In a joint statement Monday, San Diego Mayor Todd Gloria and San Diego County Board of Supervisors Chair Nathan Fletcher announced that HHS also requested the use of the San Diego Convention Center as a temporary shelter.

“When HHS Secretary Xavier Becerra requested our help to house some of the unaccompanied minors at the border, we knew it was the right thing to do,” Gloria and Fletcher said in the statement. “We agreed to open our convention center to the federal government for use as a temporary shelter.”

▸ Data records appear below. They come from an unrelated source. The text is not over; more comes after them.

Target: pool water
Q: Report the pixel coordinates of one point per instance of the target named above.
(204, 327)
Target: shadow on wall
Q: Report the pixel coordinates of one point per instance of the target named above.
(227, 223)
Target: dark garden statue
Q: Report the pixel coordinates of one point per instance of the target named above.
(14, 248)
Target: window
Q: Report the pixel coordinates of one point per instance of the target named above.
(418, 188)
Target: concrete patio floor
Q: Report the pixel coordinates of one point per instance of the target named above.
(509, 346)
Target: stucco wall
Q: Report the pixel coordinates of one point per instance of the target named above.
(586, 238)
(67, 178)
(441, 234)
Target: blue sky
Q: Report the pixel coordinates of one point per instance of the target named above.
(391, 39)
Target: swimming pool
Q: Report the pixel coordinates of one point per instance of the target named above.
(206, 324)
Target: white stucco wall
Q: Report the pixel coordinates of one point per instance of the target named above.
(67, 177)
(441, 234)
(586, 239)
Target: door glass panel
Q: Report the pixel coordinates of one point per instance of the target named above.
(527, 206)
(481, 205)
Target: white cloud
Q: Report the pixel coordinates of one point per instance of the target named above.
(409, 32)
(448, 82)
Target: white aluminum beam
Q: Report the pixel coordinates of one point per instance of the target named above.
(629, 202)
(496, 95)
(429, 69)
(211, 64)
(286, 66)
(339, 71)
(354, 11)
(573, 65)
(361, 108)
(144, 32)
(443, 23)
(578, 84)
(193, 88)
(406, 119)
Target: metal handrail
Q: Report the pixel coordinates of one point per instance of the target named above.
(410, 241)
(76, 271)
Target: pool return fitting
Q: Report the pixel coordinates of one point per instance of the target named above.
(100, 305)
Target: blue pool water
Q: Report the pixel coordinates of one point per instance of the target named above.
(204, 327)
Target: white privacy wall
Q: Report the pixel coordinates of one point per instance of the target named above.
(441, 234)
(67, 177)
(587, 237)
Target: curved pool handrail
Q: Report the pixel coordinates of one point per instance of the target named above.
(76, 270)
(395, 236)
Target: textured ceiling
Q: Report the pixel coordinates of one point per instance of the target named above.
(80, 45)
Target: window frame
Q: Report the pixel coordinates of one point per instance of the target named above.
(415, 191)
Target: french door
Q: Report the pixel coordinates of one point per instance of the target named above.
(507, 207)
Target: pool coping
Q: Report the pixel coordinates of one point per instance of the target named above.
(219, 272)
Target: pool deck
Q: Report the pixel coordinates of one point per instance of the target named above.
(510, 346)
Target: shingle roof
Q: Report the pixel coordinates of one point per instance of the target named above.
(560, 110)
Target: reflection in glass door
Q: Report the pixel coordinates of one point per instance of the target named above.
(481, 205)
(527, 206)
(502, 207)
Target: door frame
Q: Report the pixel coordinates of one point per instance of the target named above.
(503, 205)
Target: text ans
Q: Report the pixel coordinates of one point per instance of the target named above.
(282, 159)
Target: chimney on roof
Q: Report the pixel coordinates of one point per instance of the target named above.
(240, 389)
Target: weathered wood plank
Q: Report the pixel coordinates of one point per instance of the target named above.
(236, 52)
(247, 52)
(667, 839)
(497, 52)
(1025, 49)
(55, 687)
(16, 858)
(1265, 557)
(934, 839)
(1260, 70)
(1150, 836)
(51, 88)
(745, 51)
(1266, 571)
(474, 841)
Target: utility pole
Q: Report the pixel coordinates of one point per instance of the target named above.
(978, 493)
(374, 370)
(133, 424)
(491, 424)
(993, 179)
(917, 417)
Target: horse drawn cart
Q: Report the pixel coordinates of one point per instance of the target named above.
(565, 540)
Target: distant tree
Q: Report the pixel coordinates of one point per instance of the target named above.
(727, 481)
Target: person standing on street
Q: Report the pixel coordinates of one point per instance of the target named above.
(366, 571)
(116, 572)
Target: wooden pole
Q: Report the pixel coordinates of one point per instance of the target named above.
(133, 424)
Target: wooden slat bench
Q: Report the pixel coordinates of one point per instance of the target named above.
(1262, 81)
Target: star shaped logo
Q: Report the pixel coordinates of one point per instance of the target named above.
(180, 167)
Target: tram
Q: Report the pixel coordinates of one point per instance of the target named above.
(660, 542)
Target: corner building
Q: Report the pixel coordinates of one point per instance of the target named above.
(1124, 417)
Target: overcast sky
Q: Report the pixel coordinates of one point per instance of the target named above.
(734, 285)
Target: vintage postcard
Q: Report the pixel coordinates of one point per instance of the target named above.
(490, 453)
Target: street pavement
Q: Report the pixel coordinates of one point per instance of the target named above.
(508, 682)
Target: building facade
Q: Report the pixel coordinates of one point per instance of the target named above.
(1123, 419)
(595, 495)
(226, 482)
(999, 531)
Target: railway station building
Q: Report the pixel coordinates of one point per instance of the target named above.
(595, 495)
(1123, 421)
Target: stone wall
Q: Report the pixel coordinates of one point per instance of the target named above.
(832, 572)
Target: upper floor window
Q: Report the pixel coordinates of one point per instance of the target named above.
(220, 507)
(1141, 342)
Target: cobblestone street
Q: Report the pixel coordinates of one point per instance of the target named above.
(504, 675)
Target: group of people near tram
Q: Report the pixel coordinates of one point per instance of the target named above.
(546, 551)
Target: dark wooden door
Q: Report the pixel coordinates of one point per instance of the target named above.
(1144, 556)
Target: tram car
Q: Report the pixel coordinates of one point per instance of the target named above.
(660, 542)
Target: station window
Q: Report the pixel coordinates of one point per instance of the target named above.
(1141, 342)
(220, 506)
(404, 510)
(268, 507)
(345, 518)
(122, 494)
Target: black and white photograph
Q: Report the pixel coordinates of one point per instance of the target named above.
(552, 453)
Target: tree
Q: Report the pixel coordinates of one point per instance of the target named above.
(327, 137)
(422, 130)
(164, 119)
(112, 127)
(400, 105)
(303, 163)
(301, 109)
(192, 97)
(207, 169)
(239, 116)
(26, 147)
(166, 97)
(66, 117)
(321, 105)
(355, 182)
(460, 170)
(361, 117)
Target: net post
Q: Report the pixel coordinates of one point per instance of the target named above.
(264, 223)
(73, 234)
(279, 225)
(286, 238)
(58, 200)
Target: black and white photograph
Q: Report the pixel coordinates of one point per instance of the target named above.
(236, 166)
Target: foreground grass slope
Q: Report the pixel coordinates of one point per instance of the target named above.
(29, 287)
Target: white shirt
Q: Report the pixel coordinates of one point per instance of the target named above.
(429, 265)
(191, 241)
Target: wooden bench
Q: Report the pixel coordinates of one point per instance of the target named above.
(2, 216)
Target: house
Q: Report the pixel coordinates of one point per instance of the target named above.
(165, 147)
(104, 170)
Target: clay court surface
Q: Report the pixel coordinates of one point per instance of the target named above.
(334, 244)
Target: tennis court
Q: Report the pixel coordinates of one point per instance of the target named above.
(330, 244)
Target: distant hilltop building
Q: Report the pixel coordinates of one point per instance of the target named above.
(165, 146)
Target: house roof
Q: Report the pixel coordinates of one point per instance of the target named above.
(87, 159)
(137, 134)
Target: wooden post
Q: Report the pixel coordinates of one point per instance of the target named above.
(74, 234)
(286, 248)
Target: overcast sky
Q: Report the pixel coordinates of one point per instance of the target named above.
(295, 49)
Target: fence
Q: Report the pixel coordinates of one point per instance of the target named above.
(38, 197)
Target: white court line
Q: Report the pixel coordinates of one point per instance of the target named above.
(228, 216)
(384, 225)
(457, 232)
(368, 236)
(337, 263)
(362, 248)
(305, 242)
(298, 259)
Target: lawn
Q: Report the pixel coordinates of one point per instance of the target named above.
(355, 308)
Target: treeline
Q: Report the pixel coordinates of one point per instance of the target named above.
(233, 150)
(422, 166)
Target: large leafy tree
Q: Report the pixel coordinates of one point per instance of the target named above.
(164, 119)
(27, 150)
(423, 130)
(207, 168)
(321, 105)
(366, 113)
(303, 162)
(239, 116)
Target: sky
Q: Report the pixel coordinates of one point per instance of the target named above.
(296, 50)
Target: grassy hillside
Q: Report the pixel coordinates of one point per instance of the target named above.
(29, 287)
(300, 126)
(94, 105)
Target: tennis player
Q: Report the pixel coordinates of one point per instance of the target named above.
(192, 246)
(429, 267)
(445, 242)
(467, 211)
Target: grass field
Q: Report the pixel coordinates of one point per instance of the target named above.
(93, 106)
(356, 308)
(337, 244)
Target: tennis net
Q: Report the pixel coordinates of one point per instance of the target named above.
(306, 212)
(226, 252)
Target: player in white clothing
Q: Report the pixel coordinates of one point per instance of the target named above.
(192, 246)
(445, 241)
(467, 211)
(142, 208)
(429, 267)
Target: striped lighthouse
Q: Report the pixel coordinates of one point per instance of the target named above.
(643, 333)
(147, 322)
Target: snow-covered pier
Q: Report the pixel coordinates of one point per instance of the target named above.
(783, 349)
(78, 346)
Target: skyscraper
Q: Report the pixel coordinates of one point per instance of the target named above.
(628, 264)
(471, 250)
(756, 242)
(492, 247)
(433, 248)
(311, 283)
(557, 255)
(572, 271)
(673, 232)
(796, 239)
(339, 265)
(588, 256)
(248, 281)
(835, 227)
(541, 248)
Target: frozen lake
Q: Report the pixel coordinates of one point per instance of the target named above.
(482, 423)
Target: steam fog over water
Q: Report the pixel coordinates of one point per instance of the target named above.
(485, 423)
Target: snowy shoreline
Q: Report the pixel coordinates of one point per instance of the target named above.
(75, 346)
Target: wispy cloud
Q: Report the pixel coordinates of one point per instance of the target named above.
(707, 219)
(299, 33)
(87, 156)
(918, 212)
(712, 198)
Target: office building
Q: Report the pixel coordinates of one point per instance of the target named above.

During a February 25 press conference, Psaki said the objective of the Biden administration is to move unaccompanied children as quickly as possible “to families that have been vetted and to reunite kids with their families.”

“Our best option, in our view, is to get these kids processed through HHS facilities where there are COVID protocols in place, where they are safe, where they can have access to educational and medical care,” she said.

In February, the Border Patrol encountered almost 9,300 unaccompanied children at the border, up from about 5,700 in January, according to CBP.

In a statement to Newsweek on Tuesday, ORR said it is working to ensure children don’t spend more time in Border Patrol facilities than necessary by safely increasing capacity in its permanent, licensed network by implementing enhanced COVID-19 mitigation strategies; safely reducing the time it takes to unify unaccompanied children with a sponsor; using intake care facilities with the same standards of care used in its permanent, licensed network; and establishing emergency intake sites to decrease overcrowding in CBP facilities.

“ORR is committed to aggressively moving toward the long-term goal of acquiring enough state-licensed beds in our care provider network to reduce the need in the future for Influx Care Facilities or Emergency Intake Sites,” the statement read.

Unaccompanied children are defined by the HHS as those age 17 or under who have no lawful immigration status in the U.S. and are without, or were separated from, a parent or legal guardian.

An asylum seeker from Honduras cares for her infant son as they wait with family outside the El Chaparral border crossing port in Tijuana, Mexico, on February 19, 2021.